在我们平凡的日常里,越来越多地方需要用到介绍信,介绍信在介绍联系接洽事宜中具有介绍、证明的双重作用。那么你有了解过介绍信吗?

单位社保的介绍信 1

XX市人力资源和社会保障信息中心:

兹介绍我单位员工:XXX(身份证号码:XXXXXX)前往贵单位办理社会保障卡领取事宜,请贵单位协助办理为盼。

单位编号:XXXXXX

单位名称:XXXX有限公司

联系方式:XXXXXXXX

此致

敬礼

介绍人:XXX

XXXX年XX月XX日

领取单位介绍信 2

xx市医保中心:

兹我公司(社保号:XXXXX)派XXX(身份证号码:XXXXXXXXXX)、XX(身份证号码:XXXXXXXXXXXX)两位员工到贵中心全权办理领取医保卡事宜,望贵中心给予办理相关事宜。
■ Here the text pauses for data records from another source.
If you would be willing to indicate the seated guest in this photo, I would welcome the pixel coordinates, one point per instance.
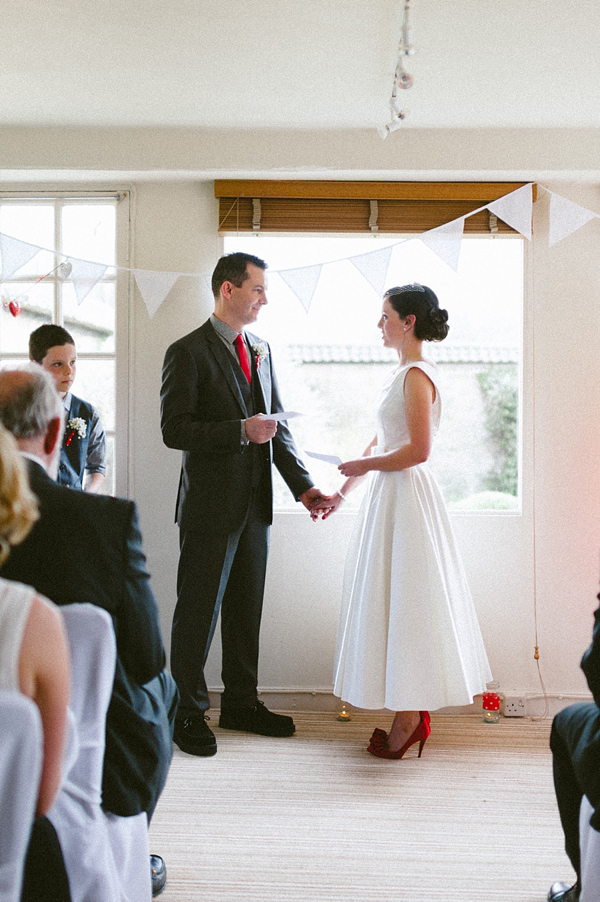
(88, 548)
(575, 744)
(82, 455)
(34, 660)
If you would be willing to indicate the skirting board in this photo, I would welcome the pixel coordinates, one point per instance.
(323, 701)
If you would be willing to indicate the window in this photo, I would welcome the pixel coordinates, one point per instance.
(330, 361)
(87, 228)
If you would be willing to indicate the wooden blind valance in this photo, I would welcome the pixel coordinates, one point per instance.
(397, 207)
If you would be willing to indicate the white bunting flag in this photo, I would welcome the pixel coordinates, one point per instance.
(154, 287)
(374, 266)
(446, 241)
(84, 275)
(515, 209)
(15, 254)
(565, 217)
(303, 282)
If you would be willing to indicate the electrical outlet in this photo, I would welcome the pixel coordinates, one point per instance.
(514, 706)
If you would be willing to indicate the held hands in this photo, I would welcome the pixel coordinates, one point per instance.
(314, 499)
(260, 429)
(324, 507)
(358, 467)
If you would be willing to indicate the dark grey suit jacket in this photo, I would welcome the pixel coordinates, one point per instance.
(88, 548)
(201, 410)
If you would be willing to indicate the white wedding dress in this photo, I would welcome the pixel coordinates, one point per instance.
(408, 636)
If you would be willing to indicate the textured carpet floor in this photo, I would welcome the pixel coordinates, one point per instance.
(315, 818)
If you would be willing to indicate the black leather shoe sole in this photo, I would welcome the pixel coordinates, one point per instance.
(562, 892)
(257, 719)
(203, 745)
(158, 872)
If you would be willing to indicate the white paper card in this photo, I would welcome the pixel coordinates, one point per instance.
(283, 415)
(328, 458)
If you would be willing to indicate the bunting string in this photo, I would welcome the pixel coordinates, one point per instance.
(515, 209)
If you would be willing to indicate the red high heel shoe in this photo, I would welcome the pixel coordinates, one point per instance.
(378, 745)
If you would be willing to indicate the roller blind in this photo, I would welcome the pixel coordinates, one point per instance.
(398, 207)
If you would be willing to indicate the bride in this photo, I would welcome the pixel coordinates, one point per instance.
(408, 637)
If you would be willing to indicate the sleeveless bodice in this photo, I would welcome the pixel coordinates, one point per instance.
(392, 426)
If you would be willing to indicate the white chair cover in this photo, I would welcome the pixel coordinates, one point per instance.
(589, 845)
(106, 857)
(21, 753)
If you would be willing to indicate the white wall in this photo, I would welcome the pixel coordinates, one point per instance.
(175, 229)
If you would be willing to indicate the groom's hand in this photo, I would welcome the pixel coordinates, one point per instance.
(313, 497)
(260, 429)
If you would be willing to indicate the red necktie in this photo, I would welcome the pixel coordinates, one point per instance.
(242, 351)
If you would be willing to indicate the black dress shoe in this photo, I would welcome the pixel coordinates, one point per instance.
(564, 892)
(257, 719)
(158, 870)
(194, 736)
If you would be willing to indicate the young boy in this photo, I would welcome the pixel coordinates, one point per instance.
(83, 449)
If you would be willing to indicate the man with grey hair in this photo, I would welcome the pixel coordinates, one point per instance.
(88, 548)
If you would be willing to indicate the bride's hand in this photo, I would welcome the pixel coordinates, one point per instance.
(355, 467)
(325, 507)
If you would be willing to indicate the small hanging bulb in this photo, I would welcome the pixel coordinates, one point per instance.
(404, 80)
(343, 715)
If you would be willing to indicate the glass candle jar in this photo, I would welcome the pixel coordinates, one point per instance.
(491, 703)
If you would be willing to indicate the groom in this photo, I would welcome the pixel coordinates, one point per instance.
(218, 387)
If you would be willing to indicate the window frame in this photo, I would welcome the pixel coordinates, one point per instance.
(526, 412)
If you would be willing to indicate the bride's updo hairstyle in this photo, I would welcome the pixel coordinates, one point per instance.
(431, 323)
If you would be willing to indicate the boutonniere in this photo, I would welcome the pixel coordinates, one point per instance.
(261, 351)
(76, 426)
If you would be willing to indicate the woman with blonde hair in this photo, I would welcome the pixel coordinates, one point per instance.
(34, 657)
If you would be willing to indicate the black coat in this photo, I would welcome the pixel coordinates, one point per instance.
(201, 410)
(88, 548)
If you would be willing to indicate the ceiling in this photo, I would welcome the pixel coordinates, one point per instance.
(289, 64)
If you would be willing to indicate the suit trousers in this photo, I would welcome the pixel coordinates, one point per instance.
(575, 773)
(220, 571)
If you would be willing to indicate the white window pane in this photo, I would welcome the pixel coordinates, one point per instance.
(95, 382)
(92, 323)
(331, 363)
(36, 303)
(88, 232)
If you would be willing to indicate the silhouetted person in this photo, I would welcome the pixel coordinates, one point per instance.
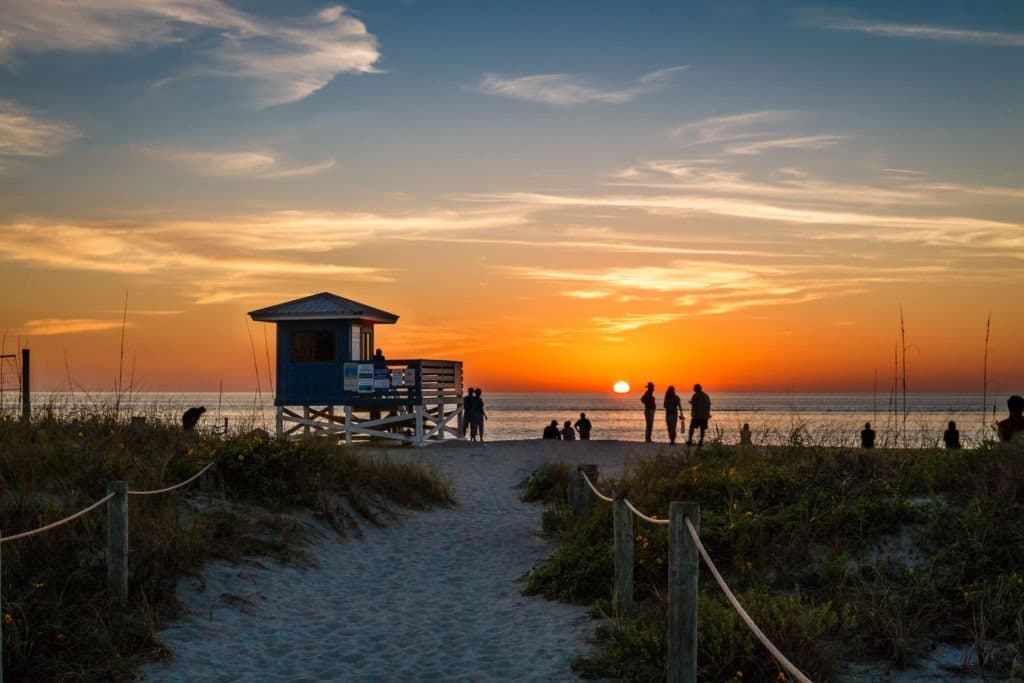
(467, 400)
(583, 426)
(1013, 426)
(672, 406)
(744, 435)
(951, 436)
(649, 407)
(190, 417)
(476, 416)
(699, 414)
(867, 436)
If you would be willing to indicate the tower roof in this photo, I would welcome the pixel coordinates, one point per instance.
(323, 306)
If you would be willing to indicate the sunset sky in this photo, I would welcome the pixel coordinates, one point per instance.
(561, 195)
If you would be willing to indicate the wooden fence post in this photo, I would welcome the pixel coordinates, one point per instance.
(684, 561)
(1, 615)
(580, 495)
(623, 523)
(117, 542)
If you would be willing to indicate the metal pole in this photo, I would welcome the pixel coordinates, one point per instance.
(623, 523)
(117, 543)
(683, 564)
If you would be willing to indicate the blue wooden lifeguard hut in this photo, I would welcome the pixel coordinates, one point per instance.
(329, 380)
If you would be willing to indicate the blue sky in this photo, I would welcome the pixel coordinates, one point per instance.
(630, 140)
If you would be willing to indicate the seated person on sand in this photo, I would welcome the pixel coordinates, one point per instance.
(1012, 428)
(951, 436)
(744, 435)
(867, 436)
(190, 417)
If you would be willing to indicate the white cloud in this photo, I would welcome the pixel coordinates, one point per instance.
(24, 133)
(261, 165)
(567, 89)
(725, 128)
(283, 59)
(793, 142)
(920, 32)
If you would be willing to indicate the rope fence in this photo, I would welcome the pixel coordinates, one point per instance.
(117, 536)
(683, 561)
(175, 486)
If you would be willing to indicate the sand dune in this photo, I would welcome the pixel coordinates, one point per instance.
(431, 598)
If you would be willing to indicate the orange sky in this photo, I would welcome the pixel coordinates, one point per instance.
(739, 196)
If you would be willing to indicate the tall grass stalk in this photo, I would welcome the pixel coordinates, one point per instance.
(984, 373)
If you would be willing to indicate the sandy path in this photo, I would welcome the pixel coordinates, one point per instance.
(432, 598)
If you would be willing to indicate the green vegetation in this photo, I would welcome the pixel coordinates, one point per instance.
(58, 625)
(834, 552)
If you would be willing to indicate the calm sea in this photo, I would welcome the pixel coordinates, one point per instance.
(824, 419)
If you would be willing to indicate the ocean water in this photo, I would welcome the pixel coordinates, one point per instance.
(811, 419)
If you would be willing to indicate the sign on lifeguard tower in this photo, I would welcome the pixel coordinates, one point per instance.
(330, 381)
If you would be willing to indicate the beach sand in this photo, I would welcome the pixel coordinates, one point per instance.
(432, 597)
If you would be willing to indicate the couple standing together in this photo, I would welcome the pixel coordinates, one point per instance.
(699, 412)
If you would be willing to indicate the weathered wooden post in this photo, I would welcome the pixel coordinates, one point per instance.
(684, 560)
(26, 385)
(581, 498)
(1, 614)
(623, 524)
(117, 542)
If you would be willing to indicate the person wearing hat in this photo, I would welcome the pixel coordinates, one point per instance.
(649, 407)
(699, 414)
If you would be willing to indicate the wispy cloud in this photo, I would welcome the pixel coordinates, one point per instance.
(233, 249)
(260, 165)
(283, 59)
(793, 142)
(51, 326)
(567, 89)
(726, 128)
(25, 133)
(918, 31)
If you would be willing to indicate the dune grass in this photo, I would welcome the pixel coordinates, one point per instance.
(837, 553)
(58, 625)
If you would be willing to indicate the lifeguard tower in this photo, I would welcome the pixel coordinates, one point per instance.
(329, 381)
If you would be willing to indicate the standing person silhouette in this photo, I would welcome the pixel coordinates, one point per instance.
(699, 414)
(476, 416)
(867, 436)
(649, 407)
(744, 435)
(1013, 425)
(951, 436)
(583, 426)
(672, 408)
(467, 403)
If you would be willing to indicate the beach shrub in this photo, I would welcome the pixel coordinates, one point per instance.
(842, 550)
(57, 622)
(547, 484)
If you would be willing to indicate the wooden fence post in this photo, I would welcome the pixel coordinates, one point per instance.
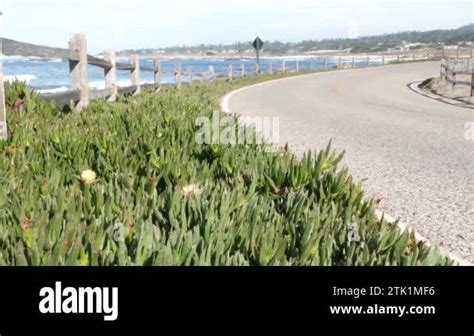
(231, 72)
(212, 72)
(135, 59)
(111, 76)
(78, 69)
(157, 74)
(472, 83)
(177, 75)
(441, 69)
(454, 80)
(190, 74)
(3, 112)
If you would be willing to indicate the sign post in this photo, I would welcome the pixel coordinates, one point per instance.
(258, 45)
特此证明

某单位公章

20xx年十月二十九日

领取单位介绍信 3

为了配合我区社会保障卡发放工作,让全区广大参保职工真正享受到社会保障卡带来的方便和高效,把区人力资源和社会保障局为民办实事的目标落到实处,我单位与区人力资源和社会保障局特签订领取和发放社会保障卡的工作责任书:(单位)委派 同志,携带单位的书面证明和委派人员的有效证件,在xxxx年xx月xx日到开发区人力资源和社会保障局为本单位已经申请办理社会保障卡但未领卡的参保职工统一领取社会保障卡,共计 张。
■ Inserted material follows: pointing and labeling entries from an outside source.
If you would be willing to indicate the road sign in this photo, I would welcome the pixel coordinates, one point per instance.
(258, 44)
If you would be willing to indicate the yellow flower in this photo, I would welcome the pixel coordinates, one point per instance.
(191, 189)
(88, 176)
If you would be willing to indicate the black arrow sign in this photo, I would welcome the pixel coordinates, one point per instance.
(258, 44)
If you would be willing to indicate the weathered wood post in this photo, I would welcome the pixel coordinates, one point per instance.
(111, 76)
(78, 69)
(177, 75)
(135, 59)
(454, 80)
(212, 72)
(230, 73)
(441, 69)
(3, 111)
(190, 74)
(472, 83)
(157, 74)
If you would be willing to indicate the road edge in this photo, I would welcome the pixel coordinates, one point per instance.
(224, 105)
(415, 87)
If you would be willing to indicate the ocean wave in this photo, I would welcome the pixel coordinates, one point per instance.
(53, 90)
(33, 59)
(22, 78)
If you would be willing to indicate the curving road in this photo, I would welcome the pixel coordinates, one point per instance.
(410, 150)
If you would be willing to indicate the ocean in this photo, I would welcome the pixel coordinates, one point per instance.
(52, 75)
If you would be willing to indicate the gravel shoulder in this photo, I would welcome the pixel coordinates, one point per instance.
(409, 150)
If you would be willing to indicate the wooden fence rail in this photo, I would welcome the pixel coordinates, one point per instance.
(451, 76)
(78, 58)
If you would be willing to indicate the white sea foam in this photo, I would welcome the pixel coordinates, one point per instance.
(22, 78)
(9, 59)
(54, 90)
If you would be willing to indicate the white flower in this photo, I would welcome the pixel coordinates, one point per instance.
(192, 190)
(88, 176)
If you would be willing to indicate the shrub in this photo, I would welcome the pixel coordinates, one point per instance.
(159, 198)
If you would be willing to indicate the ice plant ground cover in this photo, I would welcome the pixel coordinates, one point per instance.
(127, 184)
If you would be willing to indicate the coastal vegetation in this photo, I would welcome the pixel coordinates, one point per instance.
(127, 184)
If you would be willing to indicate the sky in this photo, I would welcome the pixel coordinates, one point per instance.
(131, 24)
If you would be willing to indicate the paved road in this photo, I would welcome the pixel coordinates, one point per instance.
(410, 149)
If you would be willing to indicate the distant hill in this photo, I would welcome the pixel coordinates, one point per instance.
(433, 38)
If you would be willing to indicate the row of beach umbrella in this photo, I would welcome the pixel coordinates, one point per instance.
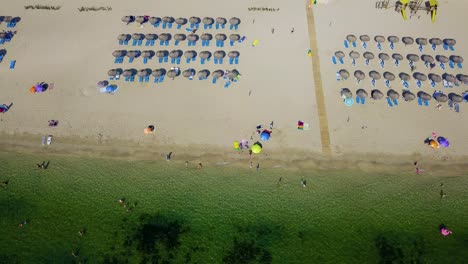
(412, 58)
(193, 21)
(173, 72)
(164, 38)
(447, 43)
(407, 95)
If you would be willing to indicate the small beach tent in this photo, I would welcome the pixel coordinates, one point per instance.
(236, 145)
(256, 148)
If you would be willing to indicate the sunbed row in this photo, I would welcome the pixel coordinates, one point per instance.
(164, 39)
(193, 22)
(448, 80)
(392, 97)
(448, 43)
(159, 74)
(428, 60)
(176, 55)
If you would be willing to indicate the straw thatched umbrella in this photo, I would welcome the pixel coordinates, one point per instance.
(219, 54)
(119, 53)
(133, 53)
(456, 59)
(158, 72)
(344, 74)
(233, 74)
(435, 41)
(412, 57)
(233, 54)
(368, 55)
(208, 21)
(455, 98)
(360, 75)
(221, 37)
(351, 38)
(234, 21)
(175, 54)
(190, 54)
(393, 94)
(376, 94)
(404, 76)
(420, 76)
(144, 72)
(192, 37)
(147, 54)
(424, 96)
(205, 54)
(397, 56)
(364, 38)
(217, 74)
(206, 36)
(221, 20)
(189, 72)
(181, 21)
(151, 36)
(162, 53)
(361, 93)
(434, 77)
(180, 37)
(408, 96)
(346, 93)
(354, 55)
(427, 58)
(441, 98)
(203, 74)
(234, 37)
(140, 19)
(168, 19)
(389, 76)
(374, 75)
(463, 78)
(407, 40)
(339, 54)
(421, 41)
(442, 58)
(165, 36)
(379, 39)
(393, 39)
(138, 36)
(154, 20)
(121, 37)
(172, 73)
(450, 42)
(384, 56)
(449, 77)
(194, 20)
(127, 19)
根据区人力资源和社会保障局的有关规定,我单位保证做到以下几点:

1、本单位保证在领取社会保障卡后10个工作日内,将社会保障卡即时、完整的发放到参保职工手中;

2、组织本单位的参保职工认真学习“社会保障卡使用指南”。

3、妥善保管好离职人员的社保卡,并及时发放给本人;对因单位管理不善导致社保卡损坏、丢失等问题,给职工造成损失的,由本单位承担。

责任单位(公章)

责任人:

xxxx年xx月xx日

注:请带A4大小单位责任书、介绍信、领卡人的身份证(原件、复印件)至科技大厦510房间领取。

单位社保的介绍信 4

济南市xx和社会保障信息中心:

兹介绍我单位员工:******(身份证号码:420923********282)前往贵单位办理社会保障卡领取事宜,请贵单位协助办理为盼。

单位编号:00100******

单位名称:济南***医疗器械有限公司

联系方式:0531-8895******

此致

敬礼!

介绍人:xx

20xx年x月x日

领取单位介绍信 5

XX市人力资源和社会保障信息中心:

兹介绍我单位员工XXX(身份证号:xxx ),前往贵单位办理社保卡领取事宜,请贵单位协助办理为盼。

单位编号:xxx

单位名称:xxx

联系方式:xxx

此致

敬礼!

xxx

20xx年XX月XX日

领取单位介绍信 6

xx社保局:

兹委托我公司员工xx(身份证号码:)前往贵局领取xx、xx医疗保障卡,望接洽!

委托期限为xx,受托人出示同时本委托书及身份证复印件方为有效。

委托人:xxx(加盖单位公章)

xx年xx月xx日

领取单位介绍信 7

济南市人力资源和社会保障信息中心:兹介绍我单位员工:(身份证号码:)前往贵单位办理社会保障卡领取事宜,请贵单位协助办理为盼。单位编号:

00100单位名称:济南

医疗器械有限公司联系方式:

0531—8895

此致

单位名称(盖章):

20xx年5月16日

领取单位介绍信 8

____社会保险局:

医保卡丢失或被盗时,持卡人需持本人身份证和单位证明,及时到医保中心办理书面挂失和磁卡补办手续,挂失前及挂失手续办妥后24小时内造成的经济损失由参保人本人承担。挂失手续办妥后,医保中心即刻封存个人帐户,并返给挂失人医保卡挂失回执单,医保卡损失或磁卡失效的,由单位医保专管员持原卡和身份证到医保中心申请更换新卡,同时交回原卡。因损坏或保管不当而造成的换卡,参保人应缴纳制卡费。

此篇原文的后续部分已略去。